I hate it when couples talk tell sickeningly cute stories about their relationship but act like it's sort of a problem, but in that sarcastic way, like, "darren is so silly when he brings me mismatched silverware with my breakfast in bed!" annoying enough to make me puke. but I'm totally going to do it, so if you're like me, don't read this.

marc and I have very different ideas about surprises, and when we get presents for each other, that's when it comes to light. I love surprises! Growing up, my dad would randomly tell us to get into the car and he'd take us somewhere without telling us, and it'd drive mom crazy but it was fabulous. I mean, we love him, we trust him, he's not going to make us lay asphalt or something, it's going to be cool! If it wasn't cool, it wouldn't be worth the surprise effort! So my favorite thing about Christmas is along those lines... I love wrapping presents as soon as I buy them, love seeing the packages all lined up, spend forever perfecting bows, and unless I'm a little worried I'll personally forget what's in them, I don't label ANYTHING. I don't want people even knowing that they're getting a present in that SHAPE from me. I mean, there are so many things... shirt boxes, jewelry boxes, DVDs, that are dead giveaways if you look at the box.

On the other hand, there's my boyfriend who can't stand surprises. When I took him to see Margaret Cho without telling him what the tickets were really for, he immediately had to assume we were going to see a movie, just to avoid the uncertainty.

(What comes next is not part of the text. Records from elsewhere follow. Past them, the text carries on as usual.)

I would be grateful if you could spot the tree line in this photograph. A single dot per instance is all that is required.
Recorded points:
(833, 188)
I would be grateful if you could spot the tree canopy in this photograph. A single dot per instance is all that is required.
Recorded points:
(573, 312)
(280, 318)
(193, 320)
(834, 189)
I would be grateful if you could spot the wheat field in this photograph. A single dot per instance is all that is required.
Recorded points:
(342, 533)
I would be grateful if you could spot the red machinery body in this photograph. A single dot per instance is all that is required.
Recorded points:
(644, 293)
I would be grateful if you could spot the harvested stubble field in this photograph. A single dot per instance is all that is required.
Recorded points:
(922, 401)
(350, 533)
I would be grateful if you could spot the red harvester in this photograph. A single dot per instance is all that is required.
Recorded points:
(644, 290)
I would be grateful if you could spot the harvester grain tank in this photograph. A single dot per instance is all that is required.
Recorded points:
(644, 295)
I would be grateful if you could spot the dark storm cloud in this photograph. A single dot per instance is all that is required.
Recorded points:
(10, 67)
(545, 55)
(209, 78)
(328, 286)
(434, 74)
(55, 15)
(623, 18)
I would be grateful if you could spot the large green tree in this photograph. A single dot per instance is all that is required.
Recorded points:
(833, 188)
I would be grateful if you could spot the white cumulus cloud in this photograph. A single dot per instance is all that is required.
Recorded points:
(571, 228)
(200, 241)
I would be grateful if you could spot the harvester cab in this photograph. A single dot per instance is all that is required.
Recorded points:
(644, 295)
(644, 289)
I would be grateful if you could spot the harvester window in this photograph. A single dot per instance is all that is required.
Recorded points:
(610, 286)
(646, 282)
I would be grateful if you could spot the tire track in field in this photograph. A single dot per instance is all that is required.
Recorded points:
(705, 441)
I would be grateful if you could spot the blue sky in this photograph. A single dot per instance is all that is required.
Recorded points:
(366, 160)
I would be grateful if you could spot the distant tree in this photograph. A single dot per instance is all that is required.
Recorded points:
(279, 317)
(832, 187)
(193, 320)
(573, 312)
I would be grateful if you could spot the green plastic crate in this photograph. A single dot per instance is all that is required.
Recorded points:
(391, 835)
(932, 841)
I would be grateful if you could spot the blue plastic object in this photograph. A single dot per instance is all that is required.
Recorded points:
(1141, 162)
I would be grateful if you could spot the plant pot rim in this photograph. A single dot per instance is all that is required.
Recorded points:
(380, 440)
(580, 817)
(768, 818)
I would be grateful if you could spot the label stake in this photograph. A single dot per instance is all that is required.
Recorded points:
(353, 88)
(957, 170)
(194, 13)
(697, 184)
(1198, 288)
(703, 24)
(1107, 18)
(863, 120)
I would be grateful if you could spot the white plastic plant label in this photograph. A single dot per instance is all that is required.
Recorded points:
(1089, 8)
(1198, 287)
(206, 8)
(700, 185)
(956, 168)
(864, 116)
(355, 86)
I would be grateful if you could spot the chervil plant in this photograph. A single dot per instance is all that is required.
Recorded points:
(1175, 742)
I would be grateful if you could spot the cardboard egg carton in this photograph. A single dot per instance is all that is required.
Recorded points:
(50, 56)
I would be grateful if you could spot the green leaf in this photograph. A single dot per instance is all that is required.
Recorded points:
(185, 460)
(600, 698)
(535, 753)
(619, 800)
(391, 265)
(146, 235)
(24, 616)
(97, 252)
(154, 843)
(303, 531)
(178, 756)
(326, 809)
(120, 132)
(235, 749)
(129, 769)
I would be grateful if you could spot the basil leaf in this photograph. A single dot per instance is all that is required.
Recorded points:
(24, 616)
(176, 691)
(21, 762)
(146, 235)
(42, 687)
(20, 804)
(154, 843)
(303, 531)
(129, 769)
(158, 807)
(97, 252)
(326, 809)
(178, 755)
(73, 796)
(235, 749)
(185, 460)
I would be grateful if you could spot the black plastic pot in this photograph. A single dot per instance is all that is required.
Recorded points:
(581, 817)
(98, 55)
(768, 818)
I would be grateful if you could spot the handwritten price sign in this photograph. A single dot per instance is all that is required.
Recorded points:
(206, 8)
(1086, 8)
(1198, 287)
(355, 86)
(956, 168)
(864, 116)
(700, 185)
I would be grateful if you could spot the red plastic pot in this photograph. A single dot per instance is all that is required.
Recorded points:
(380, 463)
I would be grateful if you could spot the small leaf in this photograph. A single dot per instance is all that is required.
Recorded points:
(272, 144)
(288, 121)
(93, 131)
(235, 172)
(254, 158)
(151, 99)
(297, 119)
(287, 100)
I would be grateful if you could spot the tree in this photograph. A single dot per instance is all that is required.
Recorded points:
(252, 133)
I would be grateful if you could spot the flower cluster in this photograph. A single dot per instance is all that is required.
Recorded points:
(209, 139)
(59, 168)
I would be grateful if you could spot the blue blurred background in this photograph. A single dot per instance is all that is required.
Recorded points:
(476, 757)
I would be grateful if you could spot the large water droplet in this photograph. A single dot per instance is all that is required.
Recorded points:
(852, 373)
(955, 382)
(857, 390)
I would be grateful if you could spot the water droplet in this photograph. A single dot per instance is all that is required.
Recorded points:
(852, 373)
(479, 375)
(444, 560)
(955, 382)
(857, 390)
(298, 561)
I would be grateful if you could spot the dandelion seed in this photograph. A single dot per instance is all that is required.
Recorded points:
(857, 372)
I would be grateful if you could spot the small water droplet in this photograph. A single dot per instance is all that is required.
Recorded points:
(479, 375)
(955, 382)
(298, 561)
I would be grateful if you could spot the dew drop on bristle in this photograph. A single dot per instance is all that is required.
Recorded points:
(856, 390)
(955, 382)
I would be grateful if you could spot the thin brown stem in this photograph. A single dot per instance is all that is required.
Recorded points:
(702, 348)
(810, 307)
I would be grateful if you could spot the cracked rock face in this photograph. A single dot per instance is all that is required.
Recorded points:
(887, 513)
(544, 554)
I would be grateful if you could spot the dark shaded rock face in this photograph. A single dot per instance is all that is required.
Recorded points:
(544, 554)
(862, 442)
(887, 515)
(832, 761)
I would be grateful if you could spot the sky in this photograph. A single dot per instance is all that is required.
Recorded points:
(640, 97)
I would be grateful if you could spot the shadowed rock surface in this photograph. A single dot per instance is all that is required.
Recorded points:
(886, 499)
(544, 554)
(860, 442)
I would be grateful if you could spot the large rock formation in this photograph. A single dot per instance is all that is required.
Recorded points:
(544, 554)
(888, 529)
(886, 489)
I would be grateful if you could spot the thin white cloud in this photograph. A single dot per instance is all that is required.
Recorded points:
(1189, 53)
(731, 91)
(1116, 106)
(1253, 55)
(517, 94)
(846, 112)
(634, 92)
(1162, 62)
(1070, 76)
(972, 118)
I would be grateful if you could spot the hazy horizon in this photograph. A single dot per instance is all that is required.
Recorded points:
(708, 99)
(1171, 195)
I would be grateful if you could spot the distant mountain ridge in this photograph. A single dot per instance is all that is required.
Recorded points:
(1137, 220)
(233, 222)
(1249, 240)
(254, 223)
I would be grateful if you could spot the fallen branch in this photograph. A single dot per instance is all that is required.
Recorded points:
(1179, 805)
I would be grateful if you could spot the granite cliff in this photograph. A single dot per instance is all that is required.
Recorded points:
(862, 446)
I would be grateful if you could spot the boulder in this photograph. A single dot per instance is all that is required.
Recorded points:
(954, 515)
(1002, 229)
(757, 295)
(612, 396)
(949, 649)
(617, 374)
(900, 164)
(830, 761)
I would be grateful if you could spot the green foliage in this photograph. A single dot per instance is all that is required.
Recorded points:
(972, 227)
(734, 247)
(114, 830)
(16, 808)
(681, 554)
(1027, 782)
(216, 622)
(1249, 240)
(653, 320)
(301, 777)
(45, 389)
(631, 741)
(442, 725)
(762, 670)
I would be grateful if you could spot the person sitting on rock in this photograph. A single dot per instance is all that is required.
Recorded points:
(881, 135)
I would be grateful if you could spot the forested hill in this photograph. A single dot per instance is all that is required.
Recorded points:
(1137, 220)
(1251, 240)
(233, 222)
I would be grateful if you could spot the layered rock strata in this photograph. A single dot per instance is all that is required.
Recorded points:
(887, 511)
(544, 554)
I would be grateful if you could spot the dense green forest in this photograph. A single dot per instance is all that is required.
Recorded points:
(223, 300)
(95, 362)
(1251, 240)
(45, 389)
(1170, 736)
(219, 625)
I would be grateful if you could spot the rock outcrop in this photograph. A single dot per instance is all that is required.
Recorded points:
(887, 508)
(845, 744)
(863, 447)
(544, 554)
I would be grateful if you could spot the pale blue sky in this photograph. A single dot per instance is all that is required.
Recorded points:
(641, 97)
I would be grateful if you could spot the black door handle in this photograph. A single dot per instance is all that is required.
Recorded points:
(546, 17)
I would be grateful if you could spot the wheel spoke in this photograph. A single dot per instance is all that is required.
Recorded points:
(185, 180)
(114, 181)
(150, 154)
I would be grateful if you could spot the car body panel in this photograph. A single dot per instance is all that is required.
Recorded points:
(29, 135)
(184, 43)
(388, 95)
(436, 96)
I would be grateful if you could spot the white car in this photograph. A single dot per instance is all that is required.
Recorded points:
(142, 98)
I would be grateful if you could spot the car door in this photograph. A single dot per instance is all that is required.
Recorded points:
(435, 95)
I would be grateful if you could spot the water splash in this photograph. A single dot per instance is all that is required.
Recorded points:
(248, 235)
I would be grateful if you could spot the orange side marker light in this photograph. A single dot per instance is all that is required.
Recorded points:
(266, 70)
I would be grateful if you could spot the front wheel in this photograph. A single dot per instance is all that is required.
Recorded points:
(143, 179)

And it goes both ways... he can't keep secrets, he's a lot like that spy on austen powers who will tell you anything if you just ask him the same question three times. It's nice knowing he can't lie to me, but he's dying to tell me everything I'm getting for christmas. He's already given me all sorts of stuff, he comes home every other night with some surprise, and it's adorable but I'm starting to feel bad because I haven't brought home anything for him since Christmas officially started. It's to the point now where if he asked me to bring home cereal on the way home, I'd probably have it gift-wrapped and he wouldn't see it for two more weeks.

I've got stuff hidden everywhere in the house so he can't find it. I've shredded the packing slips from packages that came in the mail, and asked my roommate to immediately hide any mail order boxes if I'm not home when they arrive. He asks me all the time when he's getting and I'm not telling him. He asks me if I want to know what I'm getting and I tell him no, and he almost tells me anyway, I have to run out of the room when he gets that look like he's going to break down and spill it all.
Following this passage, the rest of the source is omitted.